Interim results on efficacy have been announced for several vaccine candidates against SARS-CoV-2. The safety and efficacy study of the ChAdOx1 nCoV-19 vaccine (AZD1222) provides an analysis of data from four randomised controlled trials in Brazil, South Africa, and the UK. 11 636 participants were included in the primary efficacy analysis. Among participants who received two standard doses, the reported efficacy of the vaccine was 62·1%, and in participants who received a low dose followed by a standard dose, efficacy was 90·0%, resulting in overall efficacy of 70·4%. BNT162b2, an mRNA-based vaccine developed by Pfizer/BioNTech has reported 95% efficacy against COVID-19 in a multinational, placebo-controlled, observer-blinded, pivotal efficacy trial. 36 523 participants without baseline infection were included in the primary efficacy analysis. Eight cases of COVID-19 with onset at least 7 days after the second dose were observed in the study group and 162 cases were observed in the placebo group. There was one case of severe COVID-19 in a study group with onset at least 7 days after the second dose of BNT162b2. A phase 3, randomised, stratified, observer-blind, placebo-controlled study of an mRNA-1273 vaccine has enrolled 30 000 participants, 25% of whom are age 65 years or older. Interim results of the trial suggest efficacy of 94·1% based on 95 cases of asymptomatic COVID-19 among participants: 90 in the placebo group and five in the study group. The results of this Gam-COVID-Vac trial are not dissimilar to those reported for the other vaccines.

Vaccination strategies should account for a number of concerns regarding the priority of access to COVID-19 vaccines in various population groups, reliable risk assessment of adverse effects of vaccination in population groups with increased risk of severe COVID-19 (older adults and individuals with comorbidities), vaccine logistics (cold chain supply), sufficient coverage of immunisation, and duration of protective immune response.

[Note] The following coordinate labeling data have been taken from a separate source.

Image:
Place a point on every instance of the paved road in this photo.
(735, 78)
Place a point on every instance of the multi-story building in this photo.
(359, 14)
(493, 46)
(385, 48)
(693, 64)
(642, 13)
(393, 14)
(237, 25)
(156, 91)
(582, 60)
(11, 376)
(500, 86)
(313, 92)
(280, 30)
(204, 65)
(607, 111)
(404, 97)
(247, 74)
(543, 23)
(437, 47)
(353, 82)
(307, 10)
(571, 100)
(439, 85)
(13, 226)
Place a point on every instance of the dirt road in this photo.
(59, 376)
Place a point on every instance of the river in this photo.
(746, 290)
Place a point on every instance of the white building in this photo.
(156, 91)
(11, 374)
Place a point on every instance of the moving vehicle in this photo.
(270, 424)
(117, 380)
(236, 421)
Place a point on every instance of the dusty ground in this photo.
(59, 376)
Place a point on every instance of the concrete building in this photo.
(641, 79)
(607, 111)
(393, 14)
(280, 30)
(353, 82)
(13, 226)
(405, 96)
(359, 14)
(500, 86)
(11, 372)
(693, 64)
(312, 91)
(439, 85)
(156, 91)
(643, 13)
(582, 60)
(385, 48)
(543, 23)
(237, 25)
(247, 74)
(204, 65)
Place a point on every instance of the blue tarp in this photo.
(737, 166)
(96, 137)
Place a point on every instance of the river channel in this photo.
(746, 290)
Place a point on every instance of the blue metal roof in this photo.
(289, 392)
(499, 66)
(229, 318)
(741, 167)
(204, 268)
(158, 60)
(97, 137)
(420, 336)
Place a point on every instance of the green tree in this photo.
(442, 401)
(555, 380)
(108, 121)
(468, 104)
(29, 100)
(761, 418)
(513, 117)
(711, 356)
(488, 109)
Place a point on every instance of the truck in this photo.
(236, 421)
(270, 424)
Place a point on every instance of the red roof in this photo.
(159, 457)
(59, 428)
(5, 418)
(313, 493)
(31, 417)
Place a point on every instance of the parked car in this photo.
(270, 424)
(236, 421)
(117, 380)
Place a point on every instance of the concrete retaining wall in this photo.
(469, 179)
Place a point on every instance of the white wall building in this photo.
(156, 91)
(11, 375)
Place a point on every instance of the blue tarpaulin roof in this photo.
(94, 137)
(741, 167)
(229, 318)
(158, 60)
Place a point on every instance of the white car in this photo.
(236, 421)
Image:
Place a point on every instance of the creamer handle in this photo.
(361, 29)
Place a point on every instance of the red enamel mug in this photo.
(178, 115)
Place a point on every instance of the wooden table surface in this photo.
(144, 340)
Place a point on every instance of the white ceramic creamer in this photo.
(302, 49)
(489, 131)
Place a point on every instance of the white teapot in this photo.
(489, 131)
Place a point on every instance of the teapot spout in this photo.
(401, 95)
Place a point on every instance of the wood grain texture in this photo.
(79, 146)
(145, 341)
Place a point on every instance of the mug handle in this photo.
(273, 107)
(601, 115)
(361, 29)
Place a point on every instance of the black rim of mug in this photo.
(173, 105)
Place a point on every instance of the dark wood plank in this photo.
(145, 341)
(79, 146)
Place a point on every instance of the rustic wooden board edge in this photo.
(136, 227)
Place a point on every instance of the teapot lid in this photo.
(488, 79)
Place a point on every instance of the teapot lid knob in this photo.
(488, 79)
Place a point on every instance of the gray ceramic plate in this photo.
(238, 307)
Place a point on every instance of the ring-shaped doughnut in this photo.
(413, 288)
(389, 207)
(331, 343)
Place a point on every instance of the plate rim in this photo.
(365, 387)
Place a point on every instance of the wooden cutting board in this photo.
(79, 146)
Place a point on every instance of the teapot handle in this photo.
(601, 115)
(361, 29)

According to WHO target product profiles for COVID-19 vaccines, the characteristics required for emergency use during an outbreak include efficacy of at least 50%, suitability for use in older adults, maximum of two-dose regimen, and protection for at least 6 months. Further studies of candidate vaccines are needed to obtain information on duration of post-vaccine protective immune response. Yet, the results on efficacy and safety of COVID-19 vaccine candidates thus far are promising.

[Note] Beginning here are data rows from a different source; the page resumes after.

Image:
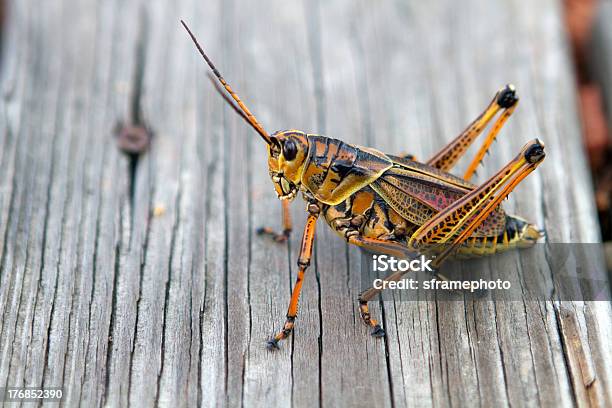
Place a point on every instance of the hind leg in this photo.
(505, 99)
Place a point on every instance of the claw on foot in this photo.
(272, 344)
(378, 331)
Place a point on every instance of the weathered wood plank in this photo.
(141, 281)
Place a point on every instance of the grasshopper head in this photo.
(287, 155)
(287, 150)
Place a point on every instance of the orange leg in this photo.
(457, 222)
(287, 227)
(303, 263)
(462, 218)
(448, 156)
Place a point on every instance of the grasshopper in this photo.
(393, 204)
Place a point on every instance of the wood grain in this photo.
(141, 281)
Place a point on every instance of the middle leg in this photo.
(314, 210)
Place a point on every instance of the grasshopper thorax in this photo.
(287, 154)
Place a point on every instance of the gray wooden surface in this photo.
(145, 284)
(601, 54)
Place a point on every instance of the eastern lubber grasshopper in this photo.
(394, 204)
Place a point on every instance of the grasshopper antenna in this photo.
(241, 109)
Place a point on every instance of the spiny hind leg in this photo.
(505, 99)
(286, 232)
(303, 263)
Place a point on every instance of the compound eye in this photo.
(289, 150)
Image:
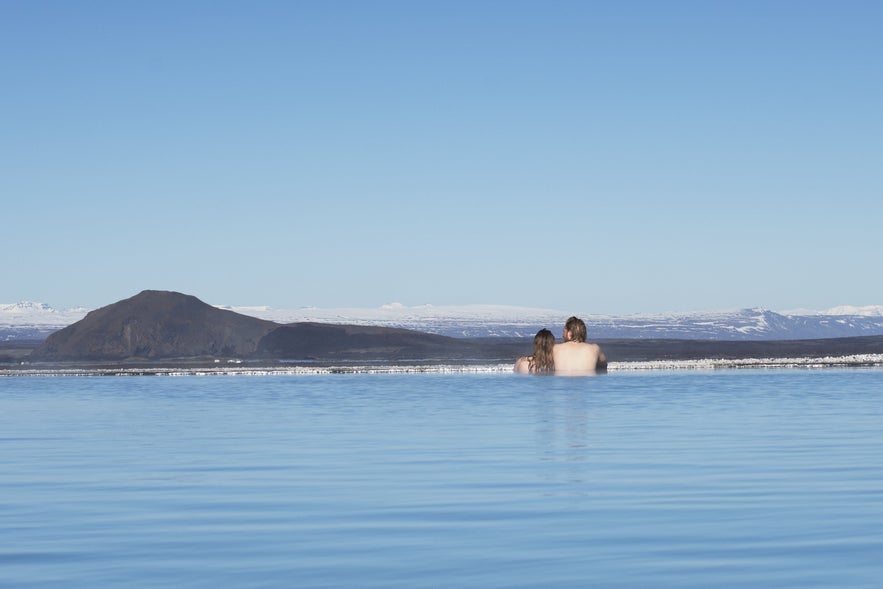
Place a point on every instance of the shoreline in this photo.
(243, 369)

Our interim analysis of this phase 3 trial of Gam-COVID-Vac has shown promising results. In parallel with implementation of multiple clinical trials (in Russia, Belarus, United Arab Emirates, and India), the vaccine has already been released in Russia for use by the public, largely in at-risk populations, medical workers, and teachers, and as of Jan 23, 2021, more than 2 million doses of Gam-COVID-Vac have already been administered to the public (pharmacovigilance and monitoring of the incidence of rare adverse events is controlled by the Federal Service for Surveillance in Healthcare).

We are conducting research to investigate a single-dose regimen of the vaccine (the clinical trial was approved by the Regulator and Ethics committee on Jan 8, 2021, number 1). Our interim analysis of the randomised, controlled, phase 3 trial of Gam-COVID-Vac in Russia has shown high efficacy, immunogenicity, and a good tolerability profile in participants aged 18 years or older.

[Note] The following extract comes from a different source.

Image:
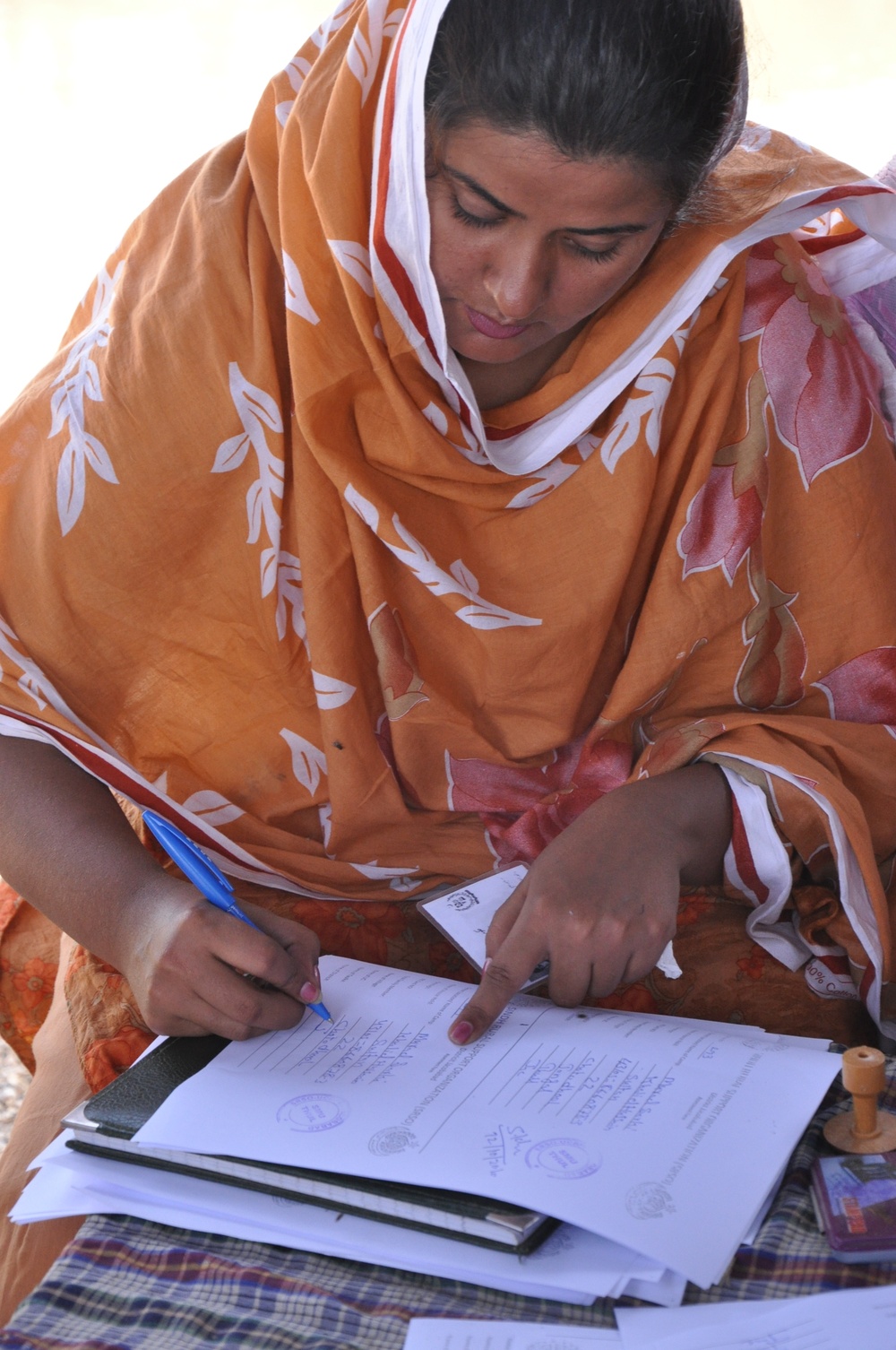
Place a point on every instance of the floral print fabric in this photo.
(269, 570)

This online publication has been corrected. The corrected version first appeared at thelancet.com on February 18, 2021

Data sharing

Anonymous participant data will be available upon completion of clinical trials and publication of the results of the completed study upon request to the corresponding author. Proposals will be reviewed and approved by the sponsor, security department, researcher, and staff on the basis of scientific merit and absence of competing interests. Once the proposal has been approved, data can be transferred through a secure online platform after the signing of a data access agreement and a confidentiality agreement.